Maybe one way to help, would be to write it down to yourself. Sometimes just doing that makes you feel better. I am not saying it won't be hard to do, I cried and cried to see it in writing. Remember my poem a couple weeks ago called Scared to Feel the Pain? Maybe writing down would be good first step. If you are feeling that it would be too overwhelming, maybe do it the night before, or the day of therapy. Or schedule a extra session.

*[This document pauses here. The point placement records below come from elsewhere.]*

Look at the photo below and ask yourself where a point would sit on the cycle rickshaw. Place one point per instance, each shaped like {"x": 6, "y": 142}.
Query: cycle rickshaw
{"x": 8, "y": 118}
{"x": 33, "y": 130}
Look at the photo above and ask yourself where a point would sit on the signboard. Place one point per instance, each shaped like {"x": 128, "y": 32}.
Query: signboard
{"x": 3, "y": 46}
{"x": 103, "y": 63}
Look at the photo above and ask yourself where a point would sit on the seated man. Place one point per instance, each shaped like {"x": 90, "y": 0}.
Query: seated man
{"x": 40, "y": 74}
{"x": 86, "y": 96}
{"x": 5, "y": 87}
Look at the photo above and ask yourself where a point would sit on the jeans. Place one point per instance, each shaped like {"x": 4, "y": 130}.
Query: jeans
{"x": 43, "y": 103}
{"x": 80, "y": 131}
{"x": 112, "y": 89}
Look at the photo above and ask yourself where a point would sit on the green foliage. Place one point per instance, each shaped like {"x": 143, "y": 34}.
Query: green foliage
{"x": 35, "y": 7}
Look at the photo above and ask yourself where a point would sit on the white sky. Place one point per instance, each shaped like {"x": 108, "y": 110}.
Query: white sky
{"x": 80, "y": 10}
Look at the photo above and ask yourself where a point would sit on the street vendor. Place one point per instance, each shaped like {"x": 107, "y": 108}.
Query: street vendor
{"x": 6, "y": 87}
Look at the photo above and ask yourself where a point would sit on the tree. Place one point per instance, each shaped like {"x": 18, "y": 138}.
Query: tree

Maybe if you let your T read it, maybe it would easier for you. I wanted to believe also if I don't say it, then maybe it didn't happen. But it did, and it wasn't my fault. What ever happened to you wasn't your fault, no matter what. Keep talking to us, so we can try to help you. When is your next therapy session? It is a good sign that you are thinking about revealing your abuse, you are getting ready to heal, it will be hard, but you will feel so much better. I know you are saying blah, blah, blah, like I once did, but the advice was so right. I am in your corner, fighting for you!